Re: [Gluster-users] Crossover cable: single point of failure?
Hi Whit, Thanks for your reply. I do know that it's not the Gluster-standard thing to use a crossover link. (Seems to me it's the obvious best way to do it, but it's not a configuration they're committed to.) It's possible that if you were doing your replication over the LAN rather than the crossover that Gluster would handle a disconnected system better. Might be worth testing. It is still the same, even if no crossover cable is used and all traffic goes through an ethernet switch. The client can't write to the gluster volume anymore. I discovered that the NFS volume seems to be read-only in this state: client01:~# rm debian-6.0.1a-i386-DVD-1.iso rm: cannot remove `debian-6.0.1a-i386-DVD-1.iso': Read-only file system So all traffic goes through one interface (NFS to the client, glusterfs replication, corosync).
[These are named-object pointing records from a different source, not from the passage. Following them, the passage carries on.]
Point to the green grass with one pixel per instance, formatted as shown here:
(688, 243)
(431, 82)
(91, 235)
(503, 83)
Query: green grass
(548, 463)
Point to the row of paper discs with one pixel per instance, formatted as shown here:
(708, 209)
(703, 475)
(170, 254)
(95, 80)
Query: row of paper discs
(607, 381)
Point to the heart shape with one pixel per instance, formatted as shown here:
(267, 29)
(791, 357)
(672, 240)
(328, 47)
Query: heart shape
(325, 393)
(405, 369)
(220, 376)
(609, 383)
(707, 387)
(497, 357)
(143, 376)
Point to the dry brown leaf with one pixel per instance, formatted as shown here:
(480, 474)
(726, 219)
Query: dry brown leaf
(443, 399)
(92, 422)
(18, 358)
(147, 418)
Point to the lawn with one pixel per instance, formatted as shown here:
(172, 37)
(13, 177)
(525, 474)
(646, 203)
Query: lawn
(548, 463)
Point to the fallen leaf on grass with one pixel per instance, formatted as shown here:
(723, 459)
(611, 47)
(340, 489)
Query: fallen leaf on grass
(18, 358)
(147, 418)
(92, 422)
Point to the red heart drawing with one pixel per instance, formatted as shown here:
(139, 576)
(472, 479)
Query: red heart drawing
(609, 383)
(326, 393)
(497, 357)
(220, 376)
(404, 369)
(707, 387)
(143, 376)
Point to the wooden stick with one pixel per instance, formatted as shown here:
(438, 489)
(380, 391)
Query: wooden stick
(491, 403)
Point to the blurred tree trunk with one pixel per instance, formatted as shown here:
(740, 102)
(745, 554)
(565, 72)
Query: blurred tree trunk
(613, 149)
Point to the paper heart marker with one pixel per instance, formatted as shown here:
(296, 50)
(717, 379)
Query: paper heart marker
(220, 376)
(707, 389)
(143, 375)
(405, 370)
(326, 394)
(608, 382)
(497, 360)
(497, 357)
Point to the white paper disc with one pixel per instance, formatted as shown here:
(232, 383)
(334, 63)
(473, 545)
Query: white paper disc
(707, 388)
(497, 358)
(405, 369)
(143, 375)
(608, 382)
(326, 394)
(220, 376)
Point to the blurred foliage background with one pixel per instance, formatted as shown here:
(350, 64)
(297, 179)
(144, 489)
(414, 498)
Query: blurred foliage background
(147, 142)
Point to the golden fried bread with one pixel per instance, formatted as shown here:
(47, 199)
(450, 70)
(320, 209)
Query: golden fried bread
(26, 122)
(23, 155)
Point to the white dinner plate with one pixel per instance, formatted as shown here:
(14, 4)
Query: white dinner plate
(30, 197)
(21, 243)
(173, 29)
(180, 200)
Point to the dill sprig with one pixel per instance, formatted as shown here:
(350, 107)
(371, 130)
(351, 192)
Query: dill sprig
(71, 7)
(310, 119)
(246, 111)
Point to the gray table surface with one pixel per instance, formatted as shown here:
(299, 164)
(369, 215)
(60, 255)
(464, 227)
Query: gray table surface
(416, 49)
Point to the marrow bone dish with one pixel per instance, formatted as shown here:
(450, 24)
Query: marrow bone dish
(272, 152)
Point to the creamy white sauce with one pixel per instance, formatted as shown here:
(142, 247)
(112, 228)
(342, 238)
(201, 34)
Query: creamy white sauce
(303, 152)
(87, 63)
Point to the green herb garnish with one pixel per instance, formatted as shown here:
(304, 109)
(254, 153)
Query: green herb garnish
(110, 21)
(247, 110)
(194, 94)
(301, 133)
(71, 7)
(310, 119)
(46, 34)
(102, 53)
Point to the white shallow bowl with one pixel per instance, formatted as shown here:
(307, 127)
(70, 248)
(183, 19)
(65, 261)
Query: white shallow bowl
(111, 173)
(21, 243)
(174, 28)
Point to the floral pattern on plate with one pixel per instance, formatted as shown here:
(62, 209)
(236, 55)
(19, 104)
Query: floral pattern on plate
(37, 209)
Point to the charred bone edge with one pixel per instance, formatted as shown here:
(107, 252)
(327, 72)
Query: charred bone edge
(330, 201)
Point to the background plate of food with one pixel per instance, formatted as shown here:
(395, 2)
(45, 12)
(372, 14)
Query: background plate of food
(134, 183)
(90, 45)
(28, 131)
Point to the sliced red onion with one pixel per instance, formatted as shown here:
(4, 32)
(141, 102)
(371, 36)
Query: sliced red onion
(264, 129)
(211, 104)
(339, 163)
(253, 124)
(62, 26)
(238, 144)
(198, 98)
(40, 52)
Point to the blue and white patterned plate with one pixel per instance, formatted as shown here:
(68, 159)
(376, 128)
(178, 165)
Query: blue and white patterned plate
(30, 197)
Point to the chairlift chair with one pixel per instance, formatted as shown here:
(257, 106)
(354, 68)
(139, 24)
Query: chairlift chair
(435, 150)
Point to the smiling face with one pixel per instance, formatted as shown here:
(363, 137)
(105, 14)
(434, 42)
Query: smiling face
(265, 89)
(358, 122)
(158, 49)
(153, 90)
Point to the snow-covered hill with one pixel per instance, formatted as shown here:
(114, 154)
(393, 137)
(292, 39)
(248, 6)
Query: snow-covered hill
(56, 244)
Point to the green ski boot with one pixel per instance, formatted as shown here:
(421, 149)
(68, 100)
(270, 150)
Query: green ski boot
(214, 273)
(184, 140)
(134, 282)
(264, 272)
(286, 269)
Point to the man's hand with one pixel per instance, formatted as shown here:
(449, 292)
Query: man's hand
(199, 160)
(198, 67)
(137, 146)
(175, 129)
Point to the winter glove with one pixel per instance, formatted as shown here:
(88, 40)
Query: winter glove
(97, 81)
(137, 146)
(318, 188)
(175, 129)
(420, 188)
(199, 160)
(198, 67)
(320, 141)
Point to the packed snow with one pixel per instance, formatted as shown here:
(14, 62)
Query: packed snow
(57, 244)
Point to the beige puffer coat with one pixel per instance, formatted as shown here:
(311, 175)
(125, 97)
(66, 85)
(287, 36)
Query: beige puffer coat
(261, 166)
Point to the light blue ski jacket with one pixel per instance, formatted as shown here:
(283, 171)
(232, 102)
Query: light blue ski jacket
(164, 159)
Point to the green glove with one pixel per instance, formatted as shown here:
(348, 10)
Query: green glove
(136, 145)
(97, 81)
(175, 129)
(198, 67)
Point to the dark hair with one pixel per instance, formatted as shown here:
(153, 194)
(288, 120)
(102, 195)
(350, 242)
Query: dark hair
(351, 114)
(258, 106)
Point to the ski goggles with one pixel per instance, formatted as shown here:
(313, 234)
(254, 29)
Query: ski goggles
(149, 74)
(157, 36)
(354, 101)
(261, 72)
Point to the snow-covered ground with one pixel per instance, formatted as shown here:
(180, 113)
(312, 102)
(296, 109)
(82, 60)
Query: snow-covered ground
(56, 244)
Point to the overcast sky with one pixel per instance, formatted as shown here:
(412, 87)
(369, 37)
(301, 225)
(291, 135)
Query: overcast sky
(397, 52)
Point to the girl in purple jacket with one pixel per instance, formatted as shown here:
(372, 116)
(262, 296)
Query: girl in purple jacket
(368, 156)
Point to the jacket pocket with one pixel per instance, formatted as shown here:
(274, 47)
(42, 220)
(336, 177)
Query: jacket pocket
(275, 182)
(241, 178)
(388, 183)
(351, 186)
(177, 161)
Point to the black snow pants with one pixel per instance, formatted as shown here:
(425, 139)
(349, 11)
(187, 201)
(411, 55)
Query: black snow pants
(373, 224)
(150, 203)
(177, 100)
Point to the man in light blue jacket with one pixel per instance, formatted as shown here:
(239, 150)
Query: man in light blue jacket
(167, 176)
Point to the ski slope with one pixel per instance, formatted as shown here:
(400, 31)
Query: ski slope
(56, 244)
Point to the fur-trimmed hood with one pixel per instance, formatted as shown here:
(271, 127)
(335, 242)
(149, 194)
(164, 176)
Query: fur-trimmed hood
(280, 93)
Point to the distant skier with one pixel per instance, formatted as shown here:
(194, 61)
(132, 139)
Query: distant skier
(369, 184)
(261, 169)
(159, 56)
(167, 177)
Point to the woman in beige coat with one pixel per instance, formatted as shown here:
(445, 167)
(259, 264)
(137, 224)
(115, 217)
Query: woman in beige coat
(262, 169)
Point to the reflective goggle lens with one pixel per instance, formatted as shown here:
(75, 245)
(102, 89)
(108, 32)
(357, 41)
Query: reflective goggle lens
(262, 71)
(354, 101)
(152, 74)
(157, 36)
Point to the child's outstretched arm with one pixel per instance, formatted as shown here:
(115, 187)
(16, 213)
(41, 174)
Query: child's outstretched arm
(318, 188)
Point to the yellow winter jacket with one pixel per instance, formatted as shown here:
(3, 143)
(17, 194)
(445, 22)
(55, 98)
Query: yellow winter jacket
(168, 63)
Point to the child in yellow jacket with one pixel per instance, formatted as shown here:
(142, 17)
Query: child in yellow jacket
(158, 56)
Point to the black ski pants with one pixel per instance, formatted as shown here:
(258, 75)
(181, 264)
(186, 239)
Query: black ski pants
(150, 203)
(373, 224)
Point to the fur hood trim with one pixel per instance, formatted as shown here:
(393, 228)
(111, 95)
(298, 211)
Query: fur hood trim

I can reproduce the issue with the NFS client on VMware ESXi and with the NFS client on my Linux desktop. My config: Volume Name: vmware Type: Replicate Status: Started Number of Bricks: 2 Transport-type: tcp Bricks: Brick1: gluster1:/mnt/gvolumes/vmware Brick2: gluster2:/mnt/gvolumes/vmware Regards, Daniel ___ Gluster-users mailing list Gluster-users@gluster.org http://gluster.org/cgi-bin/mailman/listinfo/gluster-users
Re: [Gluster-users] Crossover cable: single point of failure?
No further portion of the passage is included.